Moel Siabod is a slightly isolated mountain in Snowdonia in that there is quite a walk from it to its nearest neighbour peak. However it apparently does allow you to view 13 of the 14 highest peaks in Wales from its summit. We thought we’d give its 872m a go as something slightly energetic to do over the bank holiday weekend.
We stayed in the Gwdyr Hotel which was not particularly special in any respect. It was polite without being friendly and seemed to be unsure of what style of hotel it was. The room was fine, but the big spacious and empty bar was in desperate need of some attention and would not be a very appealing place to spend the evening. The town of Betws-y-Coed, where the hotel is situated, has many hotels so I don’t think we’ll be staying in this place again.
My Dad had chosen this walk for Carmel and I, and met us for breakfast.

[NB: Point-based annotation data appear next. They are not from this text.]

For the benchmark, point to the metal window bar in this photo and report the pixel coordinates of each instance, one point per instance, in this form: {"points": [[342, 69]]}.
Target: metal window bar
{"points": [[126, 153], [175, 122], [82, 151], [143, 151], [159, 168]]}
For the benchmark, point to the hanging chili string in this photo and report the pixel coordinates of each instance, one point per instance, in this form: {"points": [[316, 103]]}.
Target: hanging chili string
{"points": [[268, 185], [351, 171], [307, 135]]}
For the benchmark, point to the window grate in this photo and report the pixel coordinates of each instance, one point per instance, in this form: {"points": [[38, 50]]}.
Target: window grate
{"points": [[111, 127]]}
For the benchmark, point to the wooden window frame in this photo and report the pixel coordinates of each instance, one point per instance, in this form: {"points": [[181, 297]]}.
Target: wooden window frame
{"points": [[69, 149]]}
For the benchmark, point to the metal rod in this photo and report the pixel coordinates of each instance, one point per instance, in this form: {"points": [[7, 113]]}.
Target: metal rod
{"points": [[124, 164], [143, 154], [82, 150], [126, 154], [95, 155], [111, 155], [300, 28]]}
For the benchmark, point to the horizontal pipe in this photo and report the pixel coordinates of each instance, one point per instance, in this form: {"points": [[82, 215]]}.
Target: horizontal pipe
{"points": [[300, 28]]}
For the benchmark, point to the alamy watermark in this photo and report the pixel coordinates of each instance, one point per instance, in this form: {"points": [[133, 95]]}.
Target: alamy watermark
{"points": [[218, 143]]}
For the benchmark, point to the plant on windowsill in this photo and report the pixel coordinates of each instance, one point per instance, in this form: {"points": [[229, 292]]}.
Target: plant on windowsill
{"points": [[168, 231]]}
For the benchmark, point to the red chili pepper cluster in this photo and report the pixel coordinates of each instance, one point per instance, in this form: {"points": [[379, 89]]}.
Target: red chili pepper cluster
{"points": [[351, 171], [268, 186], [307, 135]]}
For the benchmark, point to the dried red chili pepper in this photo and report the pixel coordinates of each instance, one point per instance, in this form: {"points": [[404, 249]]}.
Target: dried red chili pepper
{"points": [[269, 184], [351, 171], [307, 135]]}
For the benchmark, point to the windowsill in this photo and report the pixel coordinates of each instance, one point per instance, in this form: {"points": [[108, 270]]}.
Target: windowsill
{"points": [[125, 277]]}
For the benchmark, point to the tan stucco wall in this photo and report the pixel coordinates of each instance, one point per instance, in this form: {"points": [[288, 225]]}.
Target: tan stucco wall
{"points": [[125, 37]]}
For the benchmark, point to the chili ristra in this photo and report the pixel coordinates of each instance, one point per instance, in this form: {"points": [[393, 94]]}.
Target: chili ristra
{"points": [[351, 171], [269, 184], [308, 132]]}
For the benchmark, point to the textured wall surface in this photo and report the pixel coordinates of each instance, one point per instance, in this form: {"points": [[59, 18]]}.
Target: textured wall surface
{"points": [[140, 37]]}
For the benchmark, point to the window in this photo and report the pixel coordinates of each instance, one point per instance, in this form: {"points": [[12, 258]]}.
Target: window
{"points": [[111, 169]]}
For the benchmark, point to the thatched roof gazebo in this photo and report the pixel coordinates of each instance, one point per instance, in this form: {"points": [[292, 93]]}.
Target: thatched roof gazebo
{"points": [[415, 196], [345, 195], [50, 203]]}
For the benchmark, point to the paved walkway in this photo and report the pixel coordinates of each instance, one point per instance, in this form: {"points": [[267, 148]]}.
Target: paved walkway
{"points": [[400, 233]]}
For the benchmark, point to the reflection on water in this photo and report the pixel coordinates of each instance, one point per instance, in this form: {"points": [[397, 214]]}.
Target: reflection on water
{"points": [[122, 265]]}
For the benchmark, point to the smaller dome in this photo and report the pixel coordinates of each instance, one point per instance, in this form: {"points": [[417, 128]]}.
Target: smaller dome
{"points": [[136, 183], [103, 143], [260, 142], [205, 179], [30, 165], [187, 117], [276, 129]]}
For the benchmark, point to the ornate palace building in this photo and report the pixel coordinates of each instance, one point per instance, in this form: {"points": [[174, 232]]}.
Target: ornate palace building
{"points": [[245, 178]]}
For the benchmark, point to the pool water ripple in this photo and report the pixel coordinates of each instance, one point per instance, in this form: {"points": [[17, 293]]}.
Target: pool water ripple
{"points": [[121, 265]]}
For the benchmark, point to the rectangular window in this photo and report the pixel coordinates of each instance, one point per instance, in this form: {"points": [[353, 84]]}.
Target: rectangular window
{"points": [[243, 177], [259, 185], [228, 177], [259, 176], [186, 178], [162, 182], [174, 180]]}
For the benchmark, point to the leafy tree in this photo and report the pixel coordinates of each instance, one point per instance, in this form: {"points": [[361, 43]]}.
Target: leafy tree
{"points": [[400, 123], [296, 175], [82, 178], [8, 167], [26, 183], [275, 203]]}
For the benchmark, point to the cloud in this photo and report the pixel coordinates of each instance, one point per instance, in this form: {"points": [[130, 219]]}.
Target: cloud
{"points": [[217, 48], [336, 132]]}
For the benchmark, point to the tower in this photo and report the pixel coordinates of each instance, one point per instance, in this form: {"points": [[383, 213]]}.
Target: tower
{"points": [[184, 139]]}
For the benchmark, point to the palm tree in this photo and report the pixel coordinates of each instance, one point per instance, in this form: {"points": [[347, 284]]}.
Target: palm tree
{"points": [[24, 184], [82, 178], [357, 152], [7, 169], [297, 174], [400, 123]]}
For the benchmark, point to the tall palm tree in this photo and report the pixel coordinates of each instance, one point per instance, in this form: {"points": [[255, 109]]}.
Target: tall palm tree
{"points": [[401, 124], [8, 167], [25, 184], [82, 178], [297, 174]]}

Wynn also had also travelled to Betws-y-Coed, but had chosen to try out a lowland walk he had spotted in the paper. We started walking at 9:30am after parking the car near Pont Cyfng at the Bryn Glo cafe.
The route we chose took us around the mountain from the north east to the south east before we started our actual ascent. The sun that had accompanied us at the start of the walk was looking more and more likely to leave us as we walked around the base of the mountain. When it started raining the three of us took the opportunity to put our waterproofs on. Just jackets would suffice in the intermittent showers we thought.
The first stage of the ascent was up through a small pine forest following a stream to Llyn y Foel. The forest was fairly full of mushrooms – vegetation that I rarely see in such quantities and in such variety. There were some decent and poisonous looking red ones and some bigger browny ones. I briefly wished I knew more about mushrooms, but luckily the feeling passed and I’m quite content to refer to them as red and brown varieties.
Coming out of the forest, the path become much steeper as we ascended to the Llyn y Foel lake. It didn’t take too long, and with a few short breaks we were soon at the lake.
From the lake our route took us up the south ridge towards the summit. This route requires quite a bit of scrambling as there is no well-trodden path. The scrambling was as difficult as we wanted it to be, with plenty of easy choices if we didn’t fancy the more tricky climbs. Very little of the scramble up the ridge is exposed, so we felt comfortable to test our scrambling skills without having to deal with a very rational fear of falling off the ridge.
As we clambered over rocks and boulders and pulled ourselves up through little gulleys we found our views of the lake below becoming obscured by the cloud that had made its permanent residence over the summit. It was around this point that the intermittent rain become more consistent and we started getting properly wet.
Every now and again, though, we had the excuse to pause our climb to look down on the lake which by now was a long way beneath us.
As we approached the top of the summit the cloud became much thicker and we could not see too far ahead. The rain was really getting to us now and we were looking forward to the summit and then starting our descent.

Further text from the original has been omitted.